Pas sûr que le consommateur y voie plus clair. Avant de mettre en place un étiquetage franco-français sur les triploïdes, ne vaudrait-il pas mieux commencer par faire respecter la réglementation européenne sur l’origine des produits ? Force est de constater que les gros opérateurs s’en affranchissent ! "Sur un cycle d’élevage de 2 à 3 ans, il suffit d’un mois d’affinage dans les claires de Marennes-Oléron pour que des huîtres élevées en Irlande, en Normandie, et bientôt au Maroc, deviennent charentaises", s’insurge sur son blog Philippe Favrelière, ingénieur agricole et expert en aquaculture. "Il y a donc tromperie, ou du moins manque de transparence vis-à-vis des consommateurs, et concurrence déloyale envers les ostréiculteurs qui continuent à produire une huître locale et qui exploitent et entretiennent les parcs marins des différents "merroirs" sur tout le littoral français. Le problème est là… et pas ailleurs".
Tétraploïdes : un risque pour l’environnement
Les huîtres triploïdes sont obtenues par croisement d’huîtres diploïdes (2 lots de 10 chromosomes), avec des huîtres tétraploïdes (4 lots de 10 chromosomes) dont le nombre de chromosomes a été doublé par des procédés brevetés par l’Ifremer (Institut français de recherche pour l’exploitation de la mer).
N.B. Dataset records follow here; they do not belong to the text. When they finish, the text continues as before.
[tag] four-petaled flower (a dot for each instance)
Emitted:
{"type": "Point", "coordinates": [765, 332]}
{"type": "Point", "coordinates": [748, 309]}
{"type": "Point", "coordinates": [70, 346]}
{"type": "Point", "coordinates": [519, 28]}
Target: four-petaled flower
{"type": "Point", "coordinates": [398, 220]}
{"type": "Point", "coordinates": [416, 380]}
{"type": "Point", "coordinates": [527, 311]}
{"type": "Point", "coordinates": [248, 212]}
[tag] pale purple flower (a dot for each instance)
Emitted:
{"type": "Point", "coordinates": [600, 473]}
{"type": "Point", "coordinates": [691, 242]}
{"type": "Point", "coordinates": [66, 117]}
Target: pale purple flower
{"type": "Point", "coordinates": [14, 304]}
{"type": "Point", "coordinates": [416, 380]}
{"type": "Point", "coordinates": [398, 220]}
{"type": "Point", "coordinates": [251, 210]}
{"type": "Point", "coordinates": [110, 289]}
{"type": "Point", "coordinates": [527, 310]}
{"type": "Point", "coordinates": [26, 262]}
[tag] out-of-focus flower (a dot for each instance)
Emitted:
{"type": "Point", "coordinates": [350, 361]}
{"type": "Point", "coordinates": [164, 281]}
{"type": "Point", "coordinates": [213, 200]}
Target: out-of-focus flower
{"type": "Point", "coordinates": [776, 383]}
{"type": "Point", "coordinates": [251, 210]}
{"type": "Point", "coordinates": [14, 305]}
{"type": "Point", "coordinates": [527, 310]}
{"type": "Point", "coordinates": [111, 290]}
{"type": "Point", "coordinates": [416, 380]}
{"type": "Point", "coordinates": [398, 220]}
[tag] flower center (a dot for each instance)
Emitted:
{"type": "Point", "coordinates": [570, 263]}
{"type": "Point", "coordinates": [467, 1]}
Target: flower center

L’organisme de recherche public vend ses tétraploïdes aux écloseries qui doivent les détruire ou les restituer à l’Ifremer après utilisation. La fuite des tétraploïdes dans le milieu naturel serait une catastrophe écologique car ces super-géniteurs femelles pourraient se reproduire avec des huîtres diploïdes "sauvages" et donner naissance à des huîtres triploïdes donc stériles. En outre, la disparition des naissains de captage naturel rendrait les ostréiculteurs entièrement dépendants des écloseries.
Problème : le brevet d’obtention des huîtres tétraploïdes détenu par l’Ifremer expire cette année. Il pourrait donc échoir à des entreprises privées. Pour éviter ce scénario à la Monsanto, le Comité national de conchyliculture (CNC) envisage de se porter acquéreur du brevet.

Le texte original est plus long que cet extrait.